Digital Speech: Coding for Low Bit Rate Communication Systems
Building on the success of the first edition Digital Speech offers extensive new, updated and revised material based upon the latest research. This Second Edition continues to provide the fundamental technical background required for low bit rate speech coding and the hottest developments in digital speech coding techniques that are applicable to evolving communication systems. * Features new chapters on Pitch Estimation and Voice--Unvoiced Classification of Speech, Harmonic Speech Coding and Multimode Speech Coding * Presents a comprehensively revised chapter entitled Analysis by Synthesis LPC Coding including specific examples of popular speech coders such as CELP (Code--Excited Linear Predictive) Coding * Contains an updated chapter on Efficient LPC Quantization Methods including MSVQ and anti--aliasing filtering * Discusses Voice Activity Detection (VAD) methods * Offers expanded coverage of speech enhancement techniques such as echo cancellation and noise suppression Written by a well--known, highly respected academic, this authoritative volume will be invaluable to practising engineers, network designers, computer scientists and advanced students in communications, electrical and electronic engineering.
Why Read This Book
You should read this book if you need a hands-on, algorithm-level guide to low bit-rate speech coding: it explains core models (LPC), popular coder architectures (including CELP), and practical topics such as pitch estimation, voice/unvoiced classification, and quantization. You will get both the theoretical background and algorithm descriptions that make it possible to implement and evaluate real-world speech coders.
Who Will Benefit
Engineers and graduate students working on speech/audio codec design, communications engineers building low-bit-rate voice systems, or DSP practitioners needing implementation-level details of modern speech coders.
Level: Intermediate — Prerequisites: Basic digital signal processing (discrete-time signals, linear systems, z-transform), familiarity with digital filters and sampling, and comfort reading algorithm descriptions; basic probability/estimation knowledge is helpful.
Key Takeaways
- Explain and apply linear predictive coding (LPC) analysis-by-synthesis and its role in low-bit-rate speech coding.
- Design and implement code-excited linear prediction (CELP) style coders and understand their perceptual motivations.
- Estimate pitch and perform voice/unvoiced classification robustly for coder front-ends.

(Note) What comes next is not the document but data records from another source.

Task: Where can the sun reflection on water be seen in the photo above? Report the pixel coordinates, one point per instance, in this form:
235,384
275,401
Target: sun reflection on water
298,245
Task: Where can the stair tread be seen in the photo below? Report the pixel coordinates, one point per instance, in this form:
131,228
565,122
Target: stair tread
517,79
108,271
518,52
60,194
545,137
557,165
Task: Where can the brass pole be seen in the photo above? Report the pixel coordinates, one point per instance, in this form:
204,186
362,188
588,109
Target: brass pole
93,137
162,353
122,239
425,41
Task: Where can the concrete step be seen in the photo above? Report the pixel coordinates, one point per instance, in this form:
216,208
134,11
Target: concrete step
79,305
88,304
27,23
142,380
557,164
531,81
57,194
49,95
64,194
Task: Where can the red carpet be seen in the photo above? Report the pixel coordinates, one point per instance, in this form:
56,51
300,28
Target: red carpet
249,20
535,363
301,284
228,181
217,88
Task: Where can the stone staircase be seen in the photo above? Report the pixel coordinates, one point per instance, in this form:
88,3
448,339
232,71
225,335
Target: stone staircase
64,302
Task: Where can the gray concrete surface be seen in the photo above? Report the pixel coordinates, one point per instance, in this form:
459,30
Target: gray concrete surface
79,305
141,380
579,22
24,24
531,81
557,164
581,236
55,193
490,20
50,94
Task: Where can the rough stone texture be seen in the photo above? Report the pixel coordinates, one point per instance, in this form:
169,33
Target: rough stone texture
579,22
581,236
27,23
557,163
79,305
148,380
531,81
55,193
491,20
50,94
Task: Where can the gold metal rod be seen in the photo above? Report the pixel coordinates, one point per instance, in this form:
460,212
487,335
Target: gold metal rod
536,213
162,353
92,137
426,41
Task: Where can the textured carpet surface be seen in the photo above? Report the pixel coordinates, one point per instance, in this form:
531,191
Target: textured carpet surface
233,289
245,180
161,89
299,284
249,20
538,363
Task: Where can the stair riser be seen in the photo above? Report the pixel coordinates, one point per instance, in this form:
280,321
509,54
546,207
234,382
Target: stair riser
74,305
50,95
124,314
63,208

- Implement harmonic and multimode speech coding methods for mixed voiced/unvoiced signals.
- Apply efficient quantization strategies including multistage/vector quantization (MSVQ) and bit-allocation techniques.
- Evaluate coder performance using perceptual and objective measures and understand error-resilience considerations.
Topics Covered
- 1. Introduction to Speech Coding and Low Bit-Rate Requirements
- 2. Speech Production Models and Signal Representation
- 3. Linear Predictive Coding: Theory and Analysis-by-Synthesis
- 4. LPC Quantization Methods and Efficient Parameter Coding (including MSVQ)
- 5. Pitch Estimation and Voice/Unvoiced Classification
- 6. Code-Excited Linear Prediction (CELP) and Variants
- 7. Harmonic Speech Coding Methods
- 8. Multimode Speech Coding and Mode Selection
- 9. Bit-Rate Control, Bit Allocation, and Rate-Distortion Tradeoffs
- 10. Error Resilience, Channel Considerations and Packet Loss
- 11. Perceptual Evaluation and Quality Measures
- 12. Standards, Applications and Implementation Issues
- Appendices: Mathematical Background and Implementation Notes
Languages, Platforms & Tools
How It Compares
More implementation-focused on low-bit-rate speech coding than Deller/Proakis/Hansen's Discrete-Time Speech Signal Processing (which is broader DSP), and more application-oriented than the edited collection Speech Coding and Synthesis (Kleijn & Paliwal), which surveys many research topics.